Ha, en tant qu'auteur publiée chez ces personnes de si bonne volonté, j'ai dû manquer le pigeon voyageur qui était venu m'informer de tout ça... Ou alors les clebs du voisin l'ont bouffé. On ne sait jamais, en plein confinement...
En même temps, que sont donc ces "délais habituels" de remise des relevés et de paiement ? On se le demande... 8-/ 8-/ 8-/
Stephane Marsan
09/04/2020 à 17:16
Bonjour, si vous avez été omis.e par erreur dans la liste des destinataires de mon courriel, toutes mes excuses. Mais comme vous choisissez de ne pas révéler votre identité ici, pour une raison étrange, vous m'accorderez que ça ne va pas me permettre de réparer. Merci donc de me contacter à s.marsan@bragelonne.fr, et je pourrai vous l'envoyer.
Stéphane Marsan
Aïe aïe aïe...
09/04/2020 à 08:48
Ne serait-ce pas le moment de jouer un peu cartes sur table et que chaque auteur puisse avoir les moyens de suivre en direct ses ventes ? (c'est possible : des maisons comme Calmann-Lévy le proposent... Ça doit donc être à la portée de tous. Et honnêtement, d'un point de vue technique, c'est trivial. Si un éditeur ne sait pas comment faire, je peux lui mettre en place... moyennant finance bien entendu)
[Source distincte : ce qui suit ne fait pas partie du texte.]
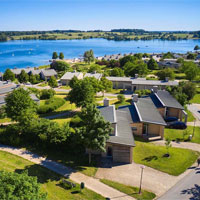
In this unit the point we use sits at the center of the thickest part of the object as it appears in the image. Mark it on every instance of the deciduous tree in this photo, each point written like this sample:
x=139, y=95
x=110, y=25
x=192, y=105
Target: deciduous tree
x=94, y=131
x=20, y=186
x=8, y=75
x=55, y=55
x=53, y=82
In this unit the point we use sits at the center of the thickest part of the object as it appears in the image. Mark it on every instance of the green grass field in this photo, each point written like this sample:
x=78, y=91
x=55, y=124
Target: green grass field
x=190, y=117
x=152, y=155
x=5, y=120
x=50, y=182
x=130, y=190
x=196, y=99
x=174, y=134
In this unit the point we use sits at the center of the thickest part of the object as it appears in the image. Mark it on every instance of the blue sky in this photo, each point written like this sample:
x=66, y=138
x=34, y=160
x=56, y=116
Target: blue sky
x=99, y=14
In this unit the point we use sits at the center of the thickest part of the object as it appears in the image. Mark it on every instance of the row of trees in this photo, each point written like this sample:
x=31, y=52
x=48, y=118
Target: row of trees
x=83, y=91
x=22, y=78
x=91, y=132
x=55, y=55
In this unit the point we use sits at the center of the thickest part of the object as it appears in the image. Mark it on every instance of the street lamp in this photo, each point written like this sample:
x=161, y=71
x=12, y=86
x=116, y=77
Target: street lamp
x=142, y=168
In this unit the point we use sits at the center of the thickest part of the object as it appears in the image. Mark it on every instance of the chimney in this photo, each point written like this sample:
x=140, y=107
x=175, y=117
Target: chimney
x=106, y=102
x=155, y=89
x=135, y=98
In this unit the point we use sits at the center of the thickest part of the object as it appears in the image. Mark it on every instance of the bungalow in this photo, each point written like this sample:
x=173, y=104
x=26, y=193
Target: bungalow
x=46, y=74
x=139, y=83
x=120, y=145
x=67, y=77
x=167, y=105
x=146, y=119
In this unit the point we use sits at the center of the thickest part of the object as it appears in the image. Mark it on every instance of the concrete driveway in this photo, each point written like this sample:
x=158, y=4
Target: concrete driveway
x=153, y=180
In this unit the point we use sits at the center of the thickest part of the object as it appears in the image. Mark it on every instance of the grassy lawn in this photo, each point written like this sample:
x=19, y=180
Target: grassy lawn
x=115, y=91
x=174, y=134
x=126, y=102
x=5, y=120
x=180, y=76
x=50, y=181
x=191, y=117
x=152, y=156
x=129, y=190
x=43, y=84
x=65, y=87
x=196, y=99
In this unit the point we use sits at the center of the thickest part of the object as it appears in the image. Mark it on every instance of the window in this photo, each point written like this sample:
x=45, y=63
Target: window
x=145, y=129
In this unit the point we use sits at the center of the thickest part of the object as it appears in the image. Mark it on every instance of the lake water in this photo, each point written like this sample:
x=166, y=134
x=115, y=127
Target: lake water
x=19, y=53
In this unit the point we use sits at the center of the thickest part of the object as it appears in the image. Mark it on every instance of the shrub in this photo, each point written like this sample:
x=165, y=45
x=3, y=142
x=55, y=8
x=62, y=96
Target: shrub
x=121, y=98
x=47, y=94
x=142, y=92
x=51, y=105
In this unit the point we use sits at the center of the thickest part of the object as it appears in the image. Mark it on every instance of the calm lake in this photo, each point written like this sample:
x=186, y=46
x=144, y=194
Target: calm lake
x=31, y=53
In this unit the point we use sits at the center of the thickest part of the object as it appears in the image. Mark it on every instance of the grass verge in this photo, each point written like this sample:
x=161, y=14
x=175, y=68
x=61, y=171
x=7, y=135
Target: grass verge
x=50, y=181
x=183, y=135
x=129, y=190
x=153, y=156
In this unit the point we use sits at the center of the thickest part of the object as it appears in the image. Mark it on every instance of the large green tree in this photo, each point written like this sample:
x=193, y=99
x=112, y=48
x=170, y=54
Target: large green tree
x=88, y=56
x=82, y=93
x=60, y=65
x=19, y=106
x=152, y=64
x=190, y=69
x=106, y=85
x=126, y=59
x=8, y=75
x=136, y=67
x=95, y=68
x=20, y=186
x=54, y=55
x=61, y=55
x=117, y=72
x=23, y=77
x=53, y=82
x=197, y=47
x=166, y=73
x=94, y=130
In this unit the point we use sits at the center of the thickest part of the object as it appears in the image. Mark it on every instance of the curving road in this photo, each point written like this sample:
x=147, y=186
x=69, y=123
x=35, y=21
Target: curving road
x=187, y=188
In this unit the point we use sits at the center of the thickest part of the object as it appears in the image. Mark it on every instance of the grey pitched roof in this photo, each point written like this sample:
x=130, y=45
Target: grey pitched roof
x=95, y=75
x=70, y=75
x=147, y=111
x=35, y=71
x=49, y=72
x=7, y=87
x=108, y=112
x=142, y=81
x=167, y=100
x=17, y=71
x=124, y=79
x=124, y=133
x=2, y=100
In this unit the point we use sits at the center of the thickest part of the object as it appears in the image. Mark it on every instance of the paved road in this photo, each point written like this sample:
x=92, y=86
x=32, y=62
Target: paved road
x=90, y=182
x=195, y=109
x=186, y=189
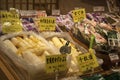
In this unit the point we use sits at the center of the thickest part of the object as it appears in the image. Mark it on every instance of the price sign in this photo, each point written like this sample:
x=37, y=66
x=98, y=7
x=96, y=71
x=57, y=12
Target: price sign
x=10, y=22
x=78, y=15
x=46, y=24
x=56, y=63
x=99, y=8
x=113, y=57
x=87, y=61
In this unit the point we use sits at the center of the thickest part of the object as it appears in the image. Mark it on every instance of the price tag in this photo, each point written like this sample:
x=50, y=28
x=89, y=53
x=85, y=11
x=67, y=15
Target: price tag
x=10, y=22
x=99, y=8
x=46, y=24
x=113, y=57
x=78, y=15
x=41, y=14
x=56, y=63
x=87, y=62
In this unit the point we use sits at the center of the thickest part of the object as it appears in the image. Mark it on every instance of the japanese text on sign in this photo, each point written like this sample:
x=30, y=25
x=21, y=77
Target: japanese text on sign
x=78, y=15
x=87, y=61
x=55, y=63
x=46, y=24
x=10, y=22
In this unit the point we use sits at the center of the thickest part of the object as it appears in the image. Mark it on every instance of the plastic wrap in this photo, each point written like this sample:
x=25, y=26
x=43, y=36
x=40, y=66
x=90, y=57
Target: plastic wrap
x=59, y=40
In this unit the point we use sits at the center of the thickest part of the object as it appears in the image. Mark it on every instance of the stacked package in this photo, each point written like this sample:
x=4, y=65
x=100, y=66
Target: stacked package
x=59, y=40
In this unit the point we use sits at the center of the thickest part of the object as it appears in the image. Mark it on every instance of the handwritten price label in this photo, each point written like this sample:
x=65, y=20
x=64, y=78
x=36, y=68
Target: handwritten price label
x=78, y=15
x=87, y=61
x=56, y=63
x=10, y=22
x=46, y=24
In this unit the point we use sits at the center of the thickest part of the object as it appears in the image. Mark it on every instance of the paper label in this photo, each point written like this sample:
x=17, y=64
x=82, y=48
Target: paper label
x=113, y=57
x=87, y=62
x=10, y=22
x=78, y=15
x=46, y=24
x=99, y=8
x=56, y=63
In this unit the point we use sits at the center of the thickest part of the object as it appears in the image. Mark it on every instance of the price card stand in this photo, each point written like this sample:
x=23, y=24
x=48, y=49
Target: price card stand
x=56, y=64
x=56, y=75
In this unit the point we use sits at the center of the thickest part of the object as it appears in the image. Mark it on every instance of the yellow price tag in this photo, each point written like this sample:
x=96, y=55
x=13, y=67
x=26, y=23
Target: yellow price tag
x=56, y=63
x=46, y=24
x=78, y=15
x=10, y=22
x=87, y=62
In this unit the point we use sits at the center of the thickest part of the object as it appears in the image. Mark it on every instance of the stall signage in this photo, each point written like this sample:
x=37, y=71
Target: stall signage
x=10, y=22
x=87, y=62
x=113, y=57
x=98, y=8
x=56, y=63
x=78, y=15
x=46, y=24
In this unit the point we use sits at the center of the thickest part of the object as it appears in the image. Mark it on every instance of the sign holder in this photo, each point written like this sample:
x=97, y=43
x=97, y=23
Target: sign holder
x=56, y=64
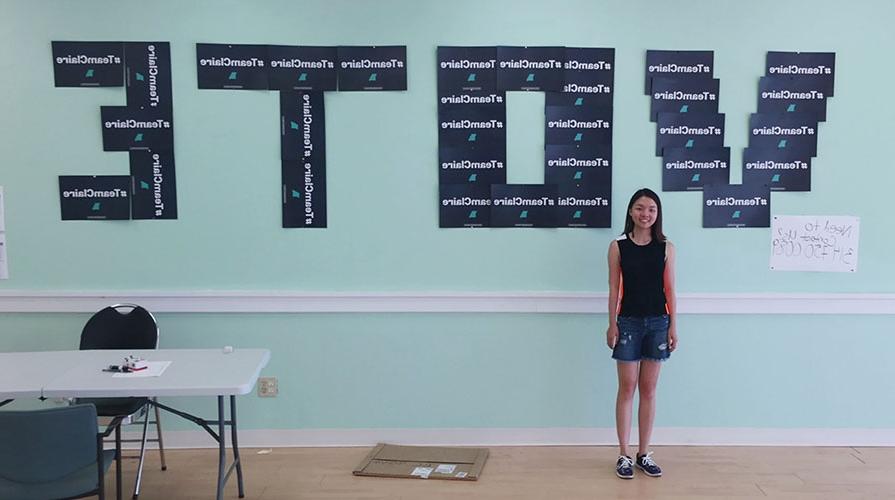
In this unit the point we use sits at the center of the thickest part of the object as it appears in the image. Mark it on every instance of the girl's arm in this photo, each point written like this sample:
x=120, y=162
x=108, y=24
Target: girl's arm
x=670, y=297
x=614, y=282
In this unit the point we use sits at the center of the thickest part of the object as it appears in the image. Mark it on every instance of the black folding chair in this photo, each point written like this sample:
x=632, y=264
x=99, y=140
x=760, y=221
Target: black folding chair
x=126, y=326
x=53, y=453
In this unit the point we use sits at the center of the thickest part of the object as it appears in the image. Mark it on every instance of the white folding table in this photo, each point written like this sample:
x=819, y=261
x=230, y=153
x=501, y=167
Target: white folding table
x=192, y=372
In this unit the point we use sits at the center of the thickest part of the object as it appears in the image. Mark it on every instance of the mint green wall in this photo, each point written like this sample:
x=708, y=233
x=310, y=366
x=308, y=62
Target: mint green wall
x=383, y=235
x=382, y=148
x=529, y=370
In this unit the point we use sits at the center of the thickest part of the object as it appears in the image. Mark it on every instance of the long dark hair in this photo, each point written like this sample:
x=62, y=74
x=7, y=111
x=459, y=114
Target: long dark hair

D'autre part, en ce qui concerne la maison Gallimard, est-il vrai que cet éditeur ne verse pas d'à-valoir « parce que c'est prestigieux d'être édité là-bas et que le nom de Gallimard suffit ». Y aurait-il quelqu'un pour confirmer (ou infirmer) ? Si c'est vrai, ça donne du piquant aux paroles de cet éditeur...
Stephane Marsan
09/04/2020 à 17:19
Bonjour, les auteur.e.s publiés par Bragelonne peuvent connaître leurs ventes hebdomadaires sur simple demande auprès de moi ou de la direction commerciale. Ils.elles pourront témoigner que je n'en fais jamais mystère. Toutefois, ces chiffres doivent être accompagnés d'explications car certains paramètres, flux aller, flux net, écoulement, mise en place etc. ne sont pas évidents pour qui n'en est pas familier.
Aïe Aie Aïe
10/04/2020 à 08:13
C'est une bonne initiative... moyenne.
Pourquoi ne pas aller jusqu'au bout ? Prenez-vous les auteurs pour des gens incompétents ? S'ils vont sur une page web dédiée avec toutes les informations ad hoc, ne croyez-vous qu'ils seront capables de se tourner vers vous pour demander ce qu'ils ne comprennent pas ?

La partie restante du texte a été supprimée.